Although baseline CD4 cell count was not associated with changes in lean mass or bone mineral content, in both genders trunk fat increased by 2.3% a year with every 100 CD4 cells/mm3 rise (p=0.006). In addition, baseline CD4 cell count predicted a 1.8% increase per year in limb fat mass per 100 CD4 cells/mm3 in men only (p =0.005).

Higher viral load at baseline predicted a subsequent loss of limb fat mass (mean decrease per year, -3.4% per log10 copies/mL; p =0.02) and trunk fat mass (mean decrease per year, -5.0% per log10 copies/mL; p =0.03).

No association was found between changes in viral load whilst on therapy and body composition, but for every 100 CD4 cells/mm3 rise from baseline there was an increase in limb lean mass (mean increase per year, 0.59% per 100 cells/mm3; p =0.03).

HAART use was associated with a mean annual 1.6% loss of limb bone mineral content in both genders (p =0.04) and a mean 2.5% annual lean mass increase in women (p=0.02) but with no other body composition changes.

AZT use was associated with an annual decrease in limb fat mass (mean decrease per year, -4.9%; p=0.049) and trunk fat mass (mean decrease per year, -10.8%; p=0.02). AZT use was also associated with an annual decrease in trunk bone mineral content (mean decrease per year, -2.6%; p = .005).

Although use of ddc (zalcitabine, Hivid, due to be discontinued next year) was associated with a decrease in trunk fat mass, d4T use was not. However, d4T use was associated with an increase in trunk bone mineral content (mean increase per year, 2.0%; p=0.01). In addition, 3TC (lamivudine, Epivir) use was associated with increased trunk lean mass (mean increase per year, 3.0; p=0.04).

According to the investigators, "this analysis confirms an average annual loss of extremity fat in the cohort." Whilst an individual's disease status prior to starting ART was associated with body composition changes, "HAART use or its duration did not contribute to change... These findings agree with the current literature that suggests lipoatrophy is the unique physical manifestation of HIV infection, and they support the findings from our group and others that disease status is involved."

Although their findings suggest that AZT and not d4T is associated with fat loss, they say "it remains impossible to separate the individual effects of antiretroviral therapy agents, because they are used in combination."

Regarding bone health, they comment that their "analysis supports the involvement of antiretroviral therapy, as well as known risk factors, reinforcing the need for additional longitudinal studies that account for diet, cigarette smoking, and medications concurrently."
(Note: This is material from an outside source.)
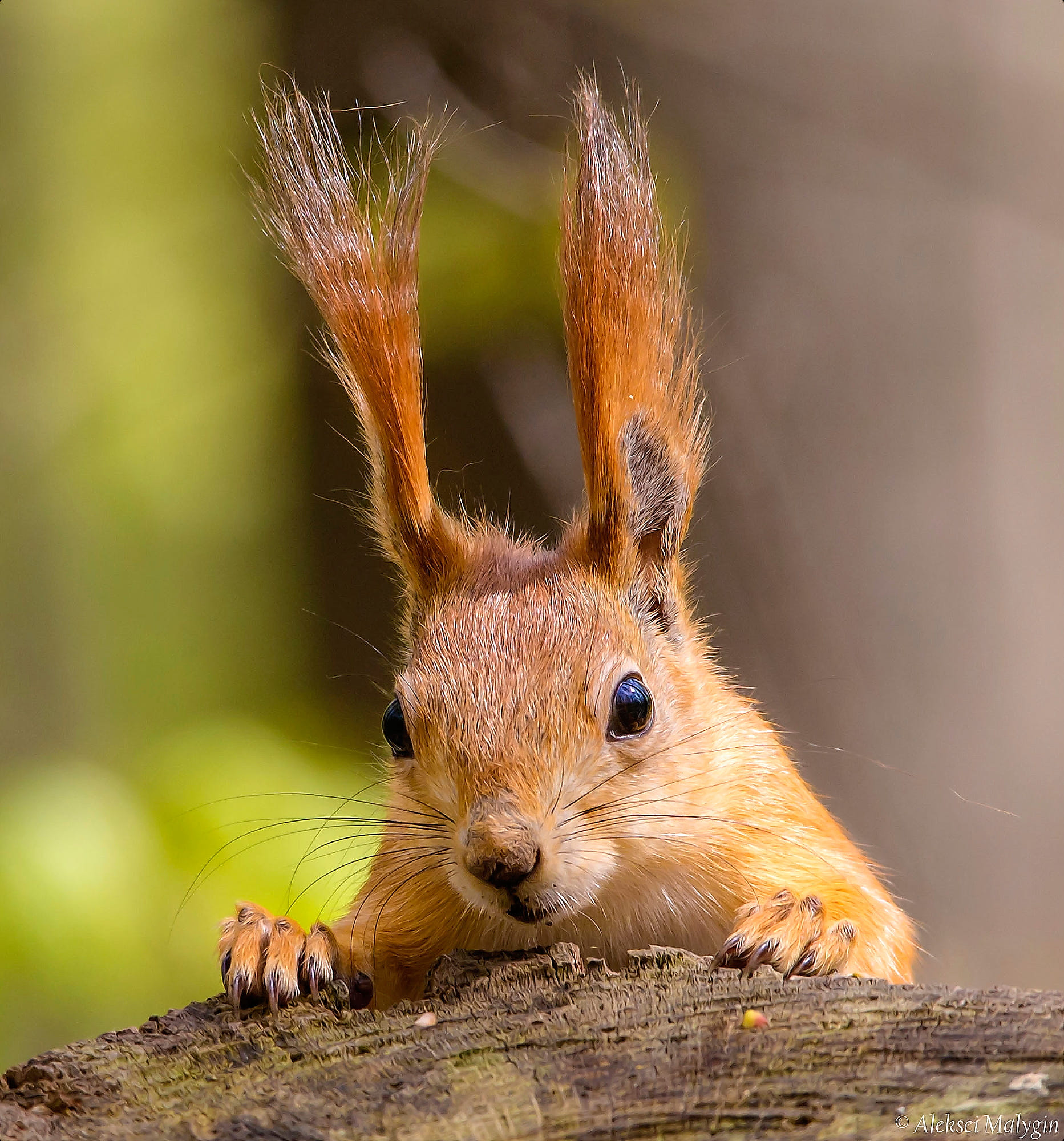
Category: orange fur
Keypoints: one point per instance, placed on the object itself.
(519, 820)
They point out that although this observational cohort does not provide as robust data as would a randomised control trial, "our data do assist in understanding the real-world situation for many patients who experience ongoing body changes over time while receiving treatment. Though our numbers were small for some analyses, statistical differences were apparent."
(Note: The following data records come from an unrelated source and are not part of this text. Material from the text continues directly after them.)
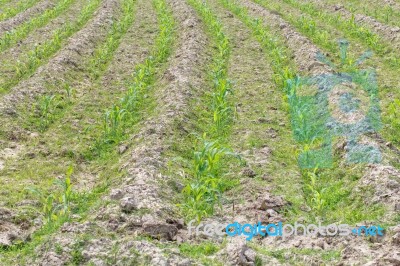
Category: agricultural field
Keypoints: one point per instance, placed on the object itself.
(167, 132)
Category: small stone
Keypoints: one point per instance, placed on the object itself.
(271, 213)
(34, 135)
(249, 172)
(122, 149)
(396, 239)
(250, 255)
(129, 204)
(274, 203)
(116, 194)
(160, 231)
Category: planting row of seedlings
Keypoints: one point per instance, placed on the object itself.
(206, 179)
(384, 13)
(348, 170)
(173, 94)
(326, 37)
(326, 191)
(45, 108)
(159, 54)
(51, 109)
(41, 53)
(11, 11)
(35, 50)
(11, 37)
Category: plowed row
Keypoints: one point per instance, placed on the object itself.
(123, 120)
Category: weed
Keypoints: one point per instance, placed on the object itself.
(46, 108)
(55, 206)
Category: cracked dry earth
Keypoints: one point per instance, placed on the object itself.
(129, 194)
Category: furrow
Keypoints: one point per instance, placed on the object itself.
(65, 64)
(12, 23)
(10, 11)
(143, 163)
(16, 56)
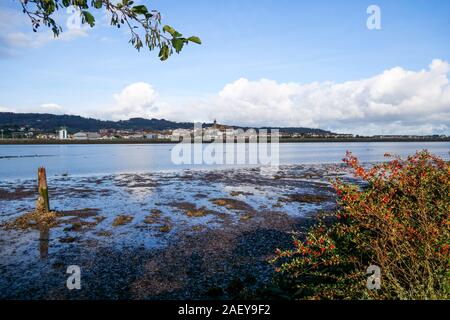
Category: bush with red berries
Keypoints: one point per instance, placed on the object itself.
(398, 221)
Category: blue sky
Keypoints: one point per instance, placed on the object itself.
(294, 43)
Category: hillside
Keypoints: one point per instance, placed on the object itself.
(50, 123)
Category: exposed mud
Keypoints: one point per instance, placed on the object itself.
(169, 235)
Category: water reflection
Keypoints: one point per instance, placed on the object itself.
(44, 239)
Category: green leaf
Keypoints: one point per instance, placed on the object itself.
(195, 40)
(98, 4)
(172, 31)
(141, 9)
(88, 18)
(164, 53)
(178, 44)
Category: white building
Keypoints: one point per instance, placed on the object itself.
(62, 133)
(86, 136)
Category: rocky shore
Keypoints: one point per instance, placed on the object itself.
(193, 234)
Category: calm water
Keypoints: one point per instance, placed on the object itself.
(22, 161)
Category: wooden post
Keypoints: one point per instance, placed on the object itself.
(43, 205)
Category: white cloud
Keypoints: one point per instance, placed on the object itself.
(51, 106)
(394, 101)
(135, 100)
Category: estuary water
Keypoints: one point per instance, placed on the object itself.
(22, 161)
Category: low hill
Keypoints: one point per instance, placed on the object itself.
(50, 123)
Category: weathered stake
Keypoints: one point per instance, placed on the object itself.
(43, 204)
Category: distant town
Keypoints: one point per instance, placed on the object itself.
(48, 128)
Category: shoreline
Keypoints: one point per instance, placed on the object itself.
(141, 141)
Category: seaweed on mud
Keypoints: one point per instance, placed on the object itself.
(33, 219)
(232, 204)
(17, 193)
(165, 228)
(122, 220)
(154, 217)
(240, 193)
(104, 233)
(305, 198)
(191, 210)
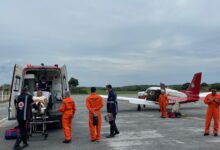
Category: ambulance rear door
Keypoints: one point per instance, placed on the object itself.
(15, 90)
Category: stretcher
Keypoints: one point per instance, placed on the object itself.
(40, 119)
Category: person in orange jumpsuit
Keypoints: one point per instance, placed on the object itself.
(94, 104)
(68, 109)
(163, 101)
(213, 102)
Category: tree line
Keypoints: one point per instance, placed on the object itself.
(74, 89)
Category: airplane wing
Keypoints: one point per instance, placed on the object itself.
(134, 100)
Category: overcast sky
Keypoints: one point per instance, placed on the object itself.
(122, 42)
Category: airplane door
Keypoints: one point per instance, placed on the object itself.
(65, 85)
(15, 90)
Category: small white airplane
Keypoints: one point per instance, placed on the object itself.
(151, 95)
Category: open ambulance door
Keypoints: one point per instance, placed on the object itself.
(65, 85)
(15, 90)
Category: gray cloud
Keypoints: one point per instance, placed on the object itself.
(119, 42)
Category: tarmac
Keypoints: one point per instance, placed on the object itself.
(143, 130)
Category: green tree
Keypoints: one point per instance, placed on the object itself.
(204, 84)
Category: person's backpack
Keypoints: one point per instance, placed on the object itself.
(12, 133)
(95, 119)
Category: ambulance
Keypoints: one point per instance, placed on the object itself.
(30, 76)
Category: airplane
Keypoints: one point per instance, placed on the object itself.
(175, 98)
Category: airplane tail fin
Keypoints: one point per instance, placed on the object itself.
(194, 87)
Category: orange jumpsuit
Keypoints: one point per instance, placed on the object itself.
(68, 109)
(163, 101)
(212, 112)
(94, 103)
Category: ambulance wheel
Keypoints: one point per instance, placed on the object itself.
(139, 108)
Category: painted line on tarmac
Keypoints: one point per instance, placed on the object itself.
(195, 118)
(2, 120)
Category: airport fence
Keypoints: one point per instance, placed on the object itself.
(4, 98)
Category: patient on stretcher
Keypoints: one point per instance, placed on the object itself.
(40, 102)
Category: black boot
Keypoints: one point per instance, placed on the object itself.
(111, 135)
(17, 144)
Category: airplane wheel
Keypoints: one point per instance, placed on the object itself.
(139, 108)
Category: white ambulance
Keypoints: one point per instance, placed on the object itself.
(29, 76)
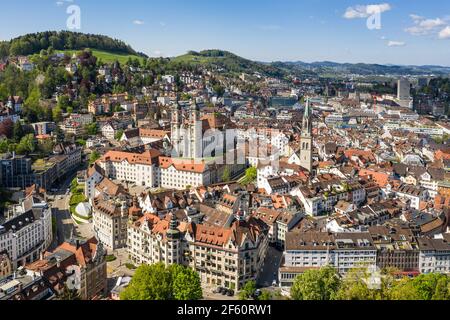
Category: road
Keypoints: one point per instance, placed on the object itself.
(60, 210)
(270, 269)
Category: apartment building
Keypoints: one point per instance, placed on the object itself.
(313, 250)
(5, 265)
(140, 169)
(180, 174)
(396, 247)
(77, 264)
(110, 218)
(434, 255)
(28, 232)
(223, 256)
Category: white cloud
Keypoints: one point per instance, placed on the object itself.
(445, 33)
(270, 27)
(62, 2)
(365, 11)
(396, 44)
(416, 17)
(423, 26)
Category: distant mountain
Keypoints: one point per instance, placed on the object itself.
(229, 62)
(364, 69)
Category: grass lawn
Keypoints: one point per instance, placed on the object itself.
(106, 57)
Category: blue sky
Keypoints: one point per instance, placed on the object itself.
(412, 31)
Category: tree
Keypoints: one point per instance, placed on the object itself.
(442, 291)
(158, 282)
(92, 129)
(248, 291)
(69, 294)
(404, 290)
(26, 145)
(17, 131)
(265, 296)
(6, 128)
(250, 175)
(150, 282)
(59, 134)
(355, 287)
(57, 114)
(186, 283)
(119, 135)
(226, 177)
(322, 284)
(219, 90)
(95, 155)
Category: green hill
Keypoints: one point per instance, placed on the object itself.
(33, 43)
(107, 57)
(227, 61)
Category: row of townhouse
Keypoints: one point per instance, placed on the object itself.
(27, 232)
(227, 256)
(151, 169)
(318, 199)
(381, 247)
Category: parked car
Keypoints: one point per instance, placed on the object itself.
(257, 294)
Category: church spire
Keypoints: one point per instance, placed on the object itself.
(306, 139)
(307, 120)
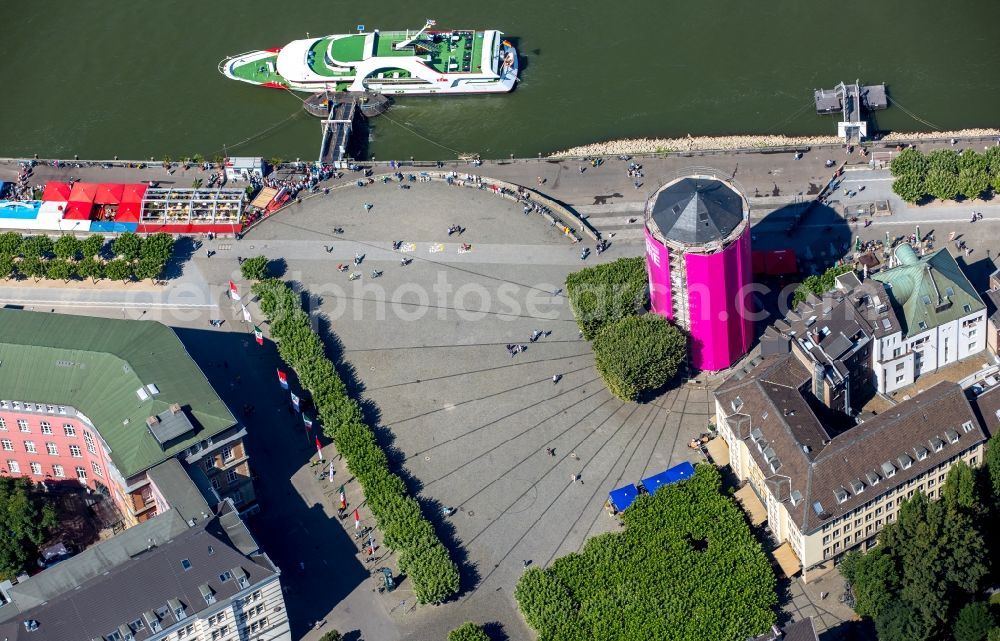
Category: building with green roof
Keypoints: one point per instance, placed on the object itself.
(942, 317)
(111, 399)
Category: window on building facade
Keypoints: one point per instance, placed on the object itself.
(88, 438)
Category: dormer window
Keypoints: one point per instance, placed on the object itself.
(177, 609)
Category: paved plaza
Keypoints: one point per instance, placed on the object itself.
(467, 425)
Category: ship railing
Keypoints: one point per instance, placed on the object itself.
(228, 59)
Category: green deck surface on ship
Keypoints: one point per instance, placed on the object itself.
(259, 71)
(466, 53)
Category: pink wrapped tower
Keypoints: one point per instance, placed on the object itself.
(698, 259)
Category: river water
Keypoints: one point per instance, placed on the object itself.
(139, 79)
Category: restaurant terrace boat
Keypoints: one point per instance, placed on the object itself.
(424, 62)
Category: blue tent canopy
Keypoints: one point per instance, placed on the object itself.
(623, 497)
(676, 473)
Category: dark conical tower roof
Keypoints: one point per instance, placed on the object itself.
(696, 211)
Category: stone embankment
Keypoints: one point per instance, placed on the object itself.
(712, 143)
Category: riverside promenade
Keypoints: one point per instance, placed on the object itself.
(605, 196)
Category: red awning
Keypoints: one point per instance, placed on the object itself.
(56, 191)
(78, 211)
(128, 213)
(131, 203)
(83, 192)
(109, 193)
(81, 202)
(133, 193)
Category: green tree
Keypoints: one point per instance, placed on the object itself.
(158, 247)
(6, 266)
(874, 580)
(974, 622)
(993, 463)
(972, 184)
(900, 622)
(992, 157)
(127, 246)
(36, 246)
(943, 160)
(148, 268)
(468, 631)
(92, 245)
(941, 184)
(909, 187)
(960, 492)
(32, 267)
(606, 293)
(909, 162)
(10, 244)
(91, 268)
(67, 247)
(602, 593)
(254, 268)
(118, 269)
(638, 354)
(819, 284)
(60, 269)
(25, 521)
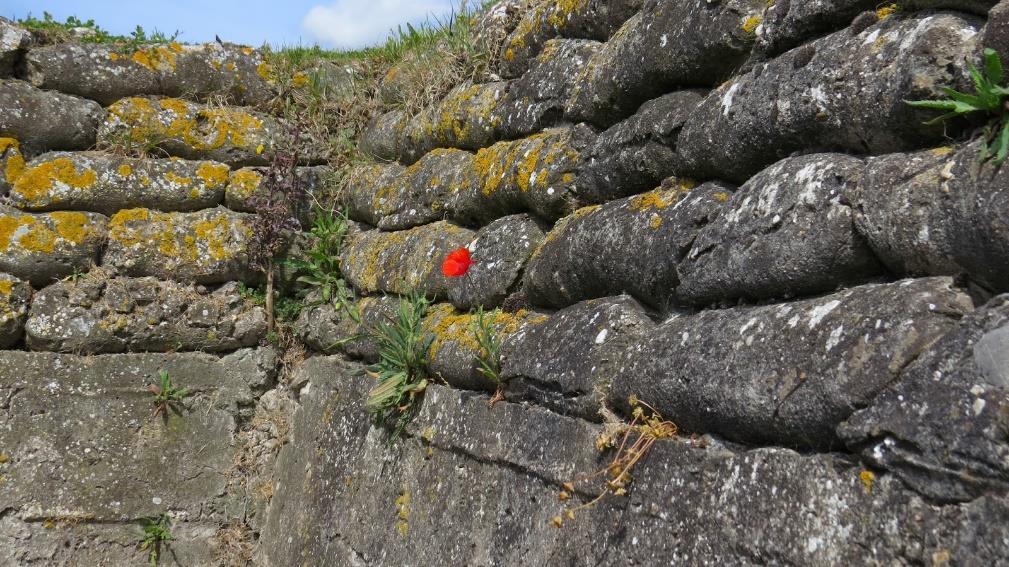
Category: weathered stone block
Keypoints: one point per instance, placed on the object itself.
(536, 100)
(455, 350)
(403, 261)
(107, 184)
(565, 362)
(394, 501)
(581, 19)
(209, 246)
(499, 251)
(81, 442)
(666, 45)
(186, 129)
(43, 120)
(326, 328)
(636, 154)
(15, 296)
(382, 137)
(937, 212)
(13, 41)
(98, 314)
(467, 118)
(632, 245)
(48, 246)
(788, 231)
(808, 99)
(108, 73)
(11, 163)
(787, 374)
(939, 428)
They conclude: "These findings suggest the importance of peak viral load and nadir CD4 cell count on the subsequent loss of fat, a concurrence in the improvements in CD4 cell count and lean mass, and the primary influences of medications and traditional risk factors in bone demineralisation. Many details about HIV-associated body composition alterations remain unanswered, but this work confirms the growing body of evidence that such changes are multifactorial."

References

McDermott AY et al. CD4+ cell count, viral load, and highly active antiretroviral therapy use are independent predictors of body composition alterations in HIV-infected adults: a longitudinal study. Clinical Infectious Diseases 41 (11): 1662-1670, 2005.